Reviewing who has access to your Microsoft 365 email and what they can do with it is a critical step for any small or mid-sized business. Over time, employees change roles, leave the company, or require different permissions, and without regular checks, outdated or excessive access rights can remain active. This can lead to accidental data leaks, unauthorized email access, or compliance issues that put your business at risk.

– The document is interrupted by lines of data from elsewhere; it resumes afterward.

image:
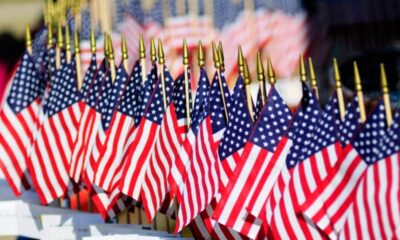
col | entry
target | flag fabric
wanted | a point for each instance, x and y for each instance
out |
(265, 152)
(338, 189)
(375, 211)
(77, 162)
(50, 160)
(80, 159)
(169, 140)
(18, 118)
(317, 147)
(180, 165)
(111, 134)
(139, 151)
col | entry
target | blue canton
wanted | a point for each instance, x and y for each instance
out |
(272, 123)
(303, 127)
(64, 90)
(155, 110)
(239, 125)
(25, 87)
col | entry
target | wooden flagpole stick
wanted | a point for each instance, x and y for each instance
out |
(186, 75)
(247, 82)
(240, 61)
(111, 58)
(358, 88)
(313, 79)
(221, 56)
(49, 36)
(60, 45)
(303, 74)
(386, 96)
(153, 51)
(217, 65)
(142, 57)
(28, 40)
(161, 61)
(339, 90)
(124, 50)
(261, 78)
(67, 45)
(270, 72)
(78, 60)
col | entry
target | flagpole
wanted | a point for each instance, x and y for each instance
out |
(358, 88)
(261, 77)
(313, 79)
(247, 82)
(142, 57)
(78, 60)
(270, 72)
(28, 40)
(60, 45)
(217, 65)
(161, 61)
(124, 50)
(67, 45)
(111, 58)
(386, 96)
(186, 68)
(339, 90)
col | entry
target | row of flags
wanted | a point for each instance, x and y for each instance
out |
(225, 165)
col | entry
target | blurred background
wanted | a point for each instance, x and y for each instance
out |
(363, 30)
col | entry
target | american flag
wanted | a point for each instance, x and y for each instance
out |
(315, 143)
(111, 134)
(18, 118)
(50, 160)
(139, 151)
(337, 191)
(77, 163)
(265, 152)
(180, 165)
(230, 149)
(375, 211)
(87, 131)
(169, 140)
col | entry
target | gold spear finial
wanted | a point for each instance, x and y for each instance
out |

Why regular reviews matter for your business
Microsoft 365 email permissions control who can read, send, delete, or manage your company's email data. If these permissions are too broad or not updated, it increases the risk of cyberattacks, insider threats, and data loss. For example, a former employee might still have access to sensitive customer emails, or a team member might have more privileges than necessary, increasing the chance of accidental data exposure. This can disrupt operations, damage customer trust, and complicate compliance with regulations like HIPAA, PCI DSS, or SOC 2.
A practical example
Consider a 50-person healthcare consulting firm in the US. They use Microsoft 365 for email and document sharing. When a project manager left the company, their email account was disabled, but their delegate permissions to access a shared mailbox were overlooked. Months later, a compliance audit flagged this as a risk because the ex-employee still had access to protected health information (PHI). The company's IT partner helped them identify and remove all outdated permissions, implemented a quarterly review process, and set up alerts for permission changes to prevent future lapses.
Checklist for reviewing Microsoft 365 email permissions
- Identify all users with email access: List current employees, contractors, and service accounts with mailbox or delegate permissions.
- Review permission levels: Check who has full mailbox access, send-as, or send-on-behalf rights, and confirm if these are still needed.
- Audit shared mailboxes and distribution groups: Ensure only authorized personnel have access and that membership is current.
- Verify multi-factor authentication (MFA): Confirm MFA is enabled for all users with elevated email permissions to reduce unauthorized access risk.
- Set a regular review schedule: Quarterly or semi-annual permission audits help catch changes promptly.
- Ask your IT provider: How do you track and report email permission changes? Can you automate alerts for unusual access or permission grants?
- Check compliance controls: Ensure logging of access and permission changes is enabled for audit readiness, especially if under HIPAA, PCI DSS, or SOC 2 requirements.
Next steps
Regularly reviewing Microsoft 365 email permissions is a manageable but essential practice to protect your business data and maintain compliance. If you don't have the time or expertise to perform these reviews yourself, consider engaging a trusted managed IT provider or IT advisor. They can help set up processes, tools, and policies tailored to your business size and industry, ensuring your email environment stays secure and compliant without disrupting daily operations.